If you haven’t moved in awhile, you may rest assured that it’s still awful.

It’s amazing how much miscellaneous stuff can fit into 800 square feet of one-bedroom apartment.

No, this is not going to be one of those anguished, “We have too much stuff,” stories.

Maybe we collectively do. Maybe you do. If so then get rid of some. Moving is good for that.

Over the last few weeks, I sorted out my stuff and my connections to it.

Some things are obviously necessary – food and objects essential to basic food preparation, hygiene, clothing, important papers. A computer with Internet connection is now necessary, too.

There’s a subset of necessities that seems to be where the slide starts, though.

You don’t need a shower curtain for bathing, but it helps greatly. You don’t need metal utensils and ceramic plates, either (I lived on paper and plastic for the last 2 weeks), but these things are comfortable.

If comfort is a combination of safety and connection/belonging with a dash of fun then comfort is necessary on an emotional level, albeit not on the level of physical survival.

I spent the last year without a television. It wasn’t a social experiment. I just couldn’t find a cable package that I liked.

There were times when I missed the information about the larger world provided by television. I did not miss the illusion of relationships.

Sometimes, I was grateful for the silence in which I could hear my own thoughts.

Sometimes, I missed the fun of watching the half-dozen or so shows that I like. Fun is a basic human need, too, though paying for 400 channels that I won’t watch is wasteful.

Comfort objects seem to be an addendum to the pile of stuff that we need, not quite landing in the pile of stuff that we want, which is to say, luxuries.

Necessary items can become luxuries based on quantity.
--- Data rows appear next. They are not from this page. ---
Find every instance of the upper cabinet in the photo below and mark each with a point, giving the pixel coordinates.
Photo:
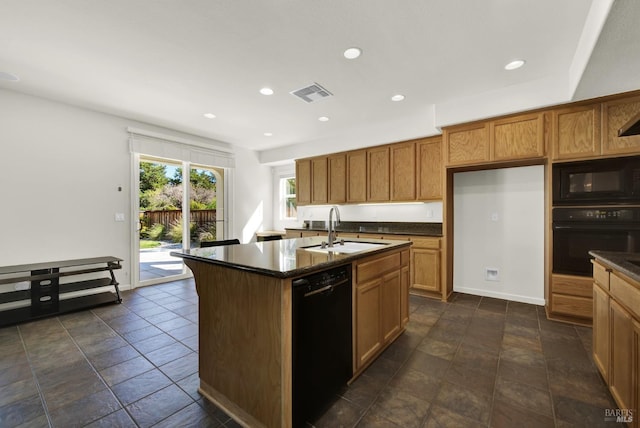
(575, 132)
(467, 144)
(319, 180)
(409, 171)
(303, 181)
(378, 174)
(337, 178)
(615, 114)
(512, 138)
(519, 137)
(413, 170)
(357, 176)
(403, 172)
(429, 169)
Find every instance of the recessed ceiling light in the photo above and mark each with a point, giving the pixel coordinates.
(352, 53)
(8, 76)
(514, 64)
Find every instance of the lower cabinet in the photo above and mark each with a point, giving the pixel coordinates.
(381, 304)
(601, 330)
(616, 336)
(571, 299)
(620, 375)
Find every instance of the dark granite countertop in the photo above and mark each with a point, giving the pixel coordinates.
(627, 263)
(285, 258)
(393, 228)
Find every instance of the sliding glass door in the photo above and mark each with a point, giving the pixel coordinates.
(170, 192)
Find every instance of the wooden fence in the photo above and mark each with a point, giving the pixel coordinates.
(202, 218)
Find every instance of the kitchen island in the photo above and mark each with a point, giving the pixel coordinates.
(246, 323)
(616, 327)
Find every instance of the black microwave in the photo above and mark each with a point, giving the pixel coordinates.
(597, 182)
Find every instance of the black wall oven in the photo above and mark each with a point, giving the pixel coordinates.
(576, 231)
(597, 182)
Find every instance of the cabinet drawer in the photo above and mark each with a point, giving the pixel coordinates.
(626, 294)
(572, 305)
(432, 243)
(376, 267)
(572, 286)
(601, 275)
(405, 256)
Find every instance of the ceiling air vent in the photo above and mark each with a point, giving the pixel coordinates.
(312, 93)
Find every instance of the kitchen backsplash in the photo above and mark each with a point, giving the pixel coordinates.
(430, 212)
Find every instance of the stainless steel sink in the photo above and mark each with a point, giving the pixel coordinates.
(347, 247)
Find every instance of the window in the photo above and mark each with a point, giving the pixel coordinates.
(288, 197)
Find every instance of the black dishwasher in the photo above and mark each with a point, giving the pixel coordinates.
(321, 341)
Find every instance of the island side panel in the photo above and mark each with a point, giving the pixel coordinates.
(245, 343)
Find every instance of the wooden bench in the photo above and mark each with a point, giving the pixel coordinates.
(38, 291)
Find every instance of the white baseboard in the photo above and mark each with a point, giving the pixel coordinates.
(504, 296)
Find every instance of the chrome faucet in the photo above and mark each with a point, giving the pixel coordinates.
(332, 226)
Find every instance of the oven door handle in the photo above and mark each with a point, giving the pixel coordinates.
(599, 227)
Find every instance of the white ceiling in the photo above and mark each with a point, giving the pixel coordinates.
(167, 62)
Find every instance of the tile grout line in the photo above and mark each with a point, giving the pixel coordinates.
(35, 378)
(96, 372)
(150, 362)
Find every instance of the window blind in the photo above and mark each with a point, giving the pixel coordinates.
(169, 147)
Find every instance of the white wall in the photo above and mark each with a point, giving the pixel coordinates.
(61, 169)
(499, 223)
(253, 196)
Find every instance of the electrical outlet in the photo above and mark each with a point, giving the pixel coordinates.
(491, 274)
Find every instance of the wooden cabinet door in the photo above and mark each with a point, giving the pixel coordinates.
(635, 386)
(303, 182)
(319, 180)
(621, 364)
(378, 170)
(403, 172)
(575, 132)
(337, 178)
(615, 115)
(390, 292)
(429, 169)
(293, 234)
(368, 329)
(466, 144)
(357, 176)
(601, 330)
(426, 269)
(405, 282)
(520, 137)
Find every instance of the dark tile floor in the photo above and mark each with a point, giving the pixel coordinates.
(472, 362)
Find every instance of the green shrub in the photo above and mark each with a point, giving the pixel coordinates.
(149, 244)
(175, 231)
(155, 232)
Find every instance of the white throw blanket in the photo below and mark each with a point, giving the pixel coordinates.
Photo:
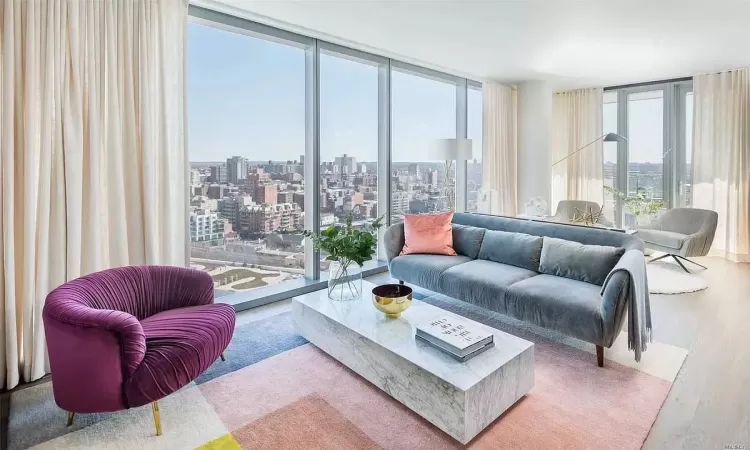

I’m sure that I don’t need all of the t-shirts and sweat shirts that I’ve accumulated over the years, even though clothing is a basic need.

There is a clear moral line when we love objects, not in the slang sense, as a synonym for “really like,” but truly love things.

We set ourselves up to mistreat other persons, who deserve our love, in defense of those objects, which don’t deserve or reciprocate our love, and that’s wrong and selfish and destructive.

If you read this column regularly (thank you) then you know about the changes in my family that happened in November 2013 and July 2012.

As I packed, I was acutely aware that there will be a day when there is no more “Me” and thus no more “My” or “Mine.”

In the days and weeks after that first day without me, someone (I hope, someone who knew and loved me) will sort my stuff into piles of “keep” and “sell” and “donate to charity” and “give away” and “recycle” and “trash.”

All of those Lewes Polar Bear sweatshirts won’t matter to anyone else. Depending on who handles my estate, some might survive as relics of a relationship and a life with me, but most are headed to the trash when I die.

Again, that’s where the relationship comes in.

If a husband drops his wife’s favorite coffee mug, that’s unpleasant, sure, but if the broken mug leads to a crack in the relationship? When you bought that mug, did you expect it to last forever?

Kept or not, “forever” is the promise that you made to your spouse, so which is more important in that moment amid the coffee and the shards?

There’s nothing wrong with comfort, fun, or luxuries, but every purchase is really a rental.